ARTICLE CONTINUES BELOW
We also can no longer ignore the tonnage being produced (and we assume sold) out of Big River Steel. Steel buyers have told us some of the original tons were sold for $28.50/cwt ($570 per ton) and recent offers are reported to be at $600 per ton ($30.00/cwt). The other steel mills are going to be forced to compete if they want to maintain their share of the hot rolled market. BRS will be running cold rolled and we spoke to a large galvanized steel buyer who told us they have trial orders on with BRS for April galvanized. With the other mill lead times now in March and April BRS is a legitimate competitor and threat to their business. SMU contacted BRS to see if we could get confirmation of the steel prices we were hearing in the market and we were told that the mill does not comment on pricing.
We also heard from one of our sources that Acero Junction is now producing hot rolled coils and production of “prime orders” will begin very soon which will also pressure HRC prices in the Ohio Valley.
SMU sources advised us this afternoon that ferrous scrap settled in the Detroit market today down $25 per gross ton on shredded and cut grades and down $10 per gross ton on prime grades (bundles/busheling).
Mike Marley of World Steel Dynamics pointed out that the mood of the scrap industry has been dark recently due to weakening export prices to Turkey.
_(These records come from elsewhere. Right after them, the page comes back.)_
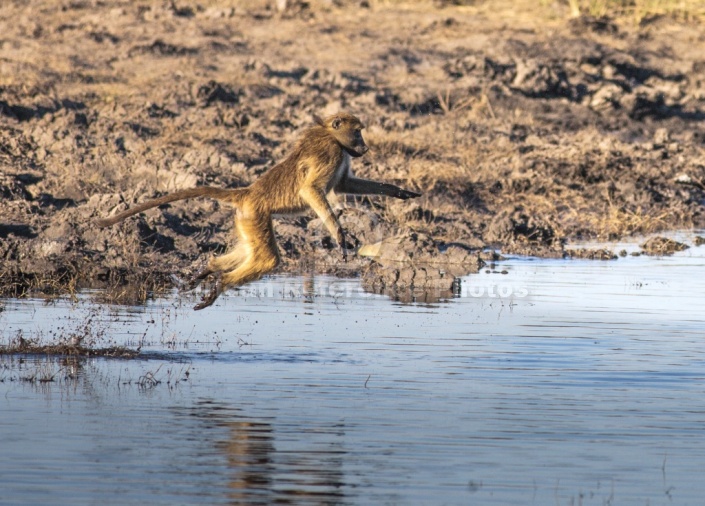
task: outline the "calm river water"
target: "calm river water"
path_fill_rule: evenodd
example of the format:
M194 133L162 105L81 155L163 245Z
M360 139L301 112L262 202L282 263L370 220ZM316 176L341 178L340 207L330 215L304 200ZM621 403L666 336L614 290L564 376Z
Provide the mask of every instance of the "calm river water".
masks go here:
M0 301L2 342L158 355L0 357L0 504L705 498L705 247L511 258L434 304L328 277L92 298Z

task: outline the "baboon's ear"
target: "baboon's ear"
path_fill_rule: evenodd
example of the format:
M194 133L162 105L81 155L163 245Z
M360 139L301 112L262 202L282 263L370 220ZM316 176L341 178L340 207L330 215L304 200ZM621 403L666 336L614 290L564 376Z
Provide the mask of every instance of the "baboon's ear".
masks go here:
M335 118L333 122L330 124L330 126L333 127L334 130L337 130L340 128L340 124L343 122L340 118Z
M325 121L323 121L318 114L313 115L313 121L315 121L316 123L318 123L321 126L326 126Z

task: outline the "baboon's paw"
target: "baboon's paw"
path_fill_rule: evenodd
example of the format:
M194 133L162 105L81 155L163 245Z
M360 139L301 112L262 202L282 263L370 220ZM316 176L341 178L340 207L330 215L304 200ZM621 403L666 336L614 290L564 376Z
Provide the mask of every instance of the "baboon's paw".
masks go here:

He told his readers, “Some dealers are now talking about a potential decline of $30 or $40 per gross ton in the obsolete grades like shredded scrap and heavy melt and a sympathetic slide of $10 or $20 per ton or more in busheling and bundle prices.”
Some markets may not be hit as hard as you can see by the settlement of the Detroit market at down $25 and down $10 on shred and prime grades respectively.
The decline in scrap prices is weighing on both steel buyers and the steel mills as both sides consider what is a “fair” price should scrap decline in February.
Today we produced our steel mill lead times and mill negotiations data. We saw lead times as flat to down and negotiations are in transition.
Our survey also found steel buyers split on whether or not there will be any more price increases between now and the end of February. One month ago it was almost unanimous, buyers expected the mills to raise and collect price increases.
Steel Market Update has collected weakening prices in hot rolled from many sources. Fewer sources reported weakening cold rolled prices and we only have a couple of sources saying the same for coated products.
We are moving our Price Momentum Indicator to Neutral. This means that we sense the market is in transition but there is no clear evidence that the market will move significantly in one direction or another over the next 30 days.
A steel executive put it to us this way this afternoon, “It’s like last year all over again. People are buying [service centers selling spot to their customers] at ridiculous levels. In a strong market, there usually isn’t so much excess inventory available. I’m not bullish and I am not bearish… I would be happy if prices just moved sideways from here.”
So, we will watch and wait to see if the market provides us some clear market pricing guidance in the coming days.